A Suggested Reading list at the end of this book cites a good sampling of the many books that have influenced my thinking about that broader context as presented in this writing. They contain the considered ideas of many leading thinkers in physics, cosmology, astronomy, biology, anthropology, theology, and the history of science and religions, with special emphasis on early Christianity’s evolution and subsequent conquest of Europe and the Americas.

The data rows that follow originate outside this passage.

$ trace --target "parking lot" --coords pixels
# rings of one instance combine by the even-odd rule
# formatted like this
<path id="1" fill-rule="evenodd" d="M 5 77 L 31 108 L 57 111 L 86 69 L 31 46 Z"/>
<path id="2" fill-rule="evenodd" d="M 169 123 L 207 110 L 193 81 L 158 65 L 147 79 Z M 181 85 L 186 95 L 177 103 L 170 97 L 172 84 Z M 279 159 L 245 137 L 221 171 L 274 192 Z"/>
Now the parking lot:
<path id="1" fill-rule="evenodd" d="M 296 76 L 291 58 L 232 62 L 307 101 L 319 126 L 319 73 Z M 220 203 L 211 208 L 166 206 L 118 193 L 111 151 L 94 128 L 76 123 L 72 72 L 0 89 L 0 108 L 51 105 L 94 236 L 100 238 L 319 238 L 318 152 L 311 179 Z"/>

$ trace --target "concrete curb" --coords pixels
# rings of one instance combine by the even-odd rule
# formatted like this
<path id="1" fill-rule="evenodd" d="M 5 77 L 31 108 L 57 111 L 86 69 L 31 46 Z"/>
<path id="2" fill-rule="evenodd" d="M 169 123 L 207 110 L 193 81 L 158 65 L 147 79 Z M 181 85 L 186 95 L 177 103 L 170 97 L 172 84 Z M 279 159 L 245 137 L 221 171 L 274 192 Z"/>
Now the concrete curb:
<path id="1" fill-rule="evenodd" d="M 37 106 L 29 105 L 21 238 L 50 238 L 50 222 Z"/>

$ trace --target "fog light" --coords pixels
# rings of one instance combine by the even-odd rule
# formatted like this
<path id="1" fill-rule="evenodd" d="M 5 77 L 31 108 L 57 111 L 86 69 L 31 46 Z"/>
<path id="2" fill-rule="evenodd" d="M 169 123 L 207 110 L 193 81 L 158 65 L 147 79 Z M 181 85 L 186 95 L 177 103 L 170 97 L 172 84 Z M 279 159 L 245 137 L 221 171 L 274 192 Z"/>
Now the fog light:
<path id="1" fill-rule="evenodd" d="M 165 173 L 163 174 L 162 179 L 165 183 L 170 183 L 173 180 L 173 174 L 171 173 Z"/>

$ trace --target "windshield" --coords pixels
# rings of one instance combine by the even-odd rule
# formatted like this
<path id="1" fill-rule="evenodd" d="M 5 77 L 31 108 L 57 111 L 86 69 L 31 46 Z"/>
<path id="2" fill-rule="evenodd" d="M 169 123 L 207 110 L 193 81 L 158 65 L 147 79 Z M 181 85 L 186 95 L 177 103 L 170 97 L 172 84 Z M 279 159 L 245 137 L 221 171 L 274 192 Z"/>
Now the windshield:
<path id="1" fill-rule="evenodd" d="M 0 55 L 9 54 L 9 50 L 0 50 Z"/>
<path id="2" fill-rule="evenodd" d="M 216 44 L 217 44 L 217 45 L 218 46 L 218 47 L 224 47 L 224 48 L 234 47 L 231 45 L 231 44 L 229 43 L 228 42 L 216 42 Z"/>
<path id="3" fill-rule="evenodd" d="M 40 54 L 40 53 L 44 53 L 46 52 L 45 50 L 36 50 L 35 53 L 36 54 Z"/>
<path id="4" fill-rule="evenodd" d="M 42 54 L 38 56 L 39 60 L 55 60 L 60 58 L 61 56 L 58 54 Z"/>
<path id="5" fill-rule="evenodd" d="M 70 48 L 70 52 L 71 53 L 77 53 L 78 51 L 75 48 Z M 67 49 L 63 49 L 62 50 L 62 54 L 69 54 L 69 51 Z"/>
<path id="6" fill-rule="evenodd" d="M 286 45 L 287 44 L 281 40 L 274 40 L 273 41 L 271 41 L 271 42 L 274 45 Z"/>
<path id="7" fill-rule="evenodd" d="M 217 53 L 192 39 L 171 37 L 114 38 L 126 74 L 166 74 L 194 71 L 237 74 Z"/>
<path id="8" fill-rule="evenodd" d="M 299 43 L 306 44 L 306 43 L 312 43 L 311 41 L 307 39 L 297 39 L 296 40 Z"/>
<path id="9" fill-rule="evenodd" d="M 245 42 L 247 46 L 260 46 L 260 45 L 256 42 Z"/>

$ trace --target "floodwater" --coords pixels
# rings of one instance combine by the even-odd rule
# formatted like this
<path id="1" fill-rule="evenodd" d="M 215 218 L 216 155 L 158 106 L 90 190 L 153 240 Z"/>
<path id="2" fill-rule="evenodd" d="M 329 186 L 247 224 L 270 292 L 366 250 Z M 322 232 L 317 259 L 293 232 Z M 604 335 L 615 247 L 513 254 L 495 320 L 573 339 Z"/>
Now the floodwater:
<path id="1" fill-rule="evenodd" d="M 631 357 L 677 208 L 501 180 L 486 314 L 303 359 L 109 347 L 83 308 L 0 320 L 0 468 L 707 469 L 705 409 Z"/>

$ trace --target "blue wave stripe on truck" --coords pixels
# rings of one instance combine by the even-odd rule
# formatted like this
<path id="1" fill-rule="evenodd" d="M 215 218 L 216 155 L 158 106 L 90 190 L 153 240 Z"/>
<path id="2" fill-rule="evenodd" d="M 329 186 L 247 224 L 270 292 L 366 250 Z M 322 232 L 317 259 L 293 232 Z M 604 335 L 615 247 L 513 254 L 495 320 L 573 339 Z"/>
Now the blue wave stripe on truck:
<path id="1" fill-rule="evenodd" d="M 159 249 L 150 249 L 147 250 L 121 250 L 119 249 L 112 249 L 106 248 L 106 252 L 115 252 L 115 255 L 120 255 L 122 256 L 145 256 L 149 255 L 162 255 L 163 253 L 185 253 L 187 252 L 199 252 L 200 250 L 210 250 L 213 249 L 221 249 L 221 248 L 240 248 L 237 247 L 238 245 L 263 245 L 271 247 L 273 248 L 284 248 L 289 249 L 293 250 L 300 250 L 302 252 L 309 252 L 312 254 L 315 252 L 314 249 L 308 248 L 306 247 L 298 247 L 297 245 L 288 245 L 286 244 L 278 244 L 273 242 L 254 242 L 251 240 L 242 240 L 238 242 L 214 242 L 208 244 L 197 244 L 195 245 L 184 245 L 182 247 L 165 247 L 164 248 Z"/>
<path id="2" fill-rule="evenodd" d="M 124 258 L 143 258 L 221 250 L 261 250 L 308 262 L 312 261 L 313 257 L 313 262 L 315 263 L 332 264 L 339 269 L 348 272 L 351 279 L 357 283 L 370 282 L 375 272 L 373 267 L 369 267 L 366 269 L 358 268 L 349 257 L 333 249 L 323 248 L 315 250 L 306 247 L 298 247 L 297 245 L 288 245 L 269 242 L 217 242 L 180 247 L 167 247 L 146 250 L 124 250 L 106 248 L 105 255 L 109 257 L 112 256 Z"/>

I recommend them unreservedly in certainty that the ideas they present will enhance the thinking of all who read them.

 

One last point by way of introduction:  Contents of autobiographical nuance will be incorporated at intervals as this writing unfolds. This is not because of any exaggerated notion about the worth of my personal story. Rather—I must explain with proper humility—it reflects cause and effect. As explained in this book, the uniquely broad context which constructed itself in my mind over recent decades, is an effect that was caused by—in addition to my extensive readings—a lifelong series of personal experiences so extraordinary they strain interpretation as coincidence.

 

These are experiences of the first-person kind that science refuses to acknowledge and religions cannot acknowledge because of their own exclusionary dogma, doctrines and ideologies, respectively. In significant ways, both science and religion have painted themselves into opposite ideological corners—the epitome of closed mindsets.

 

I favor ideals over ideologies. And for excellent rational reasons, I long ago concluded that neither science nor religion can, as presently constituted, be responsive to the basic, simple questions that really matter for modern humanity’s inner growth and betterment upward—to a higher plane, above all that now ails and degrades us. A pox on both their houses—in our troubled modern world, seriously threatened by environmental chaos and civilizational collapse, more widely open minds are desperately needed.

 

Many years ago I developed a habit of always looking for the third option. I find it helpful. I hope you will enjoy considering the new options presented in what follows.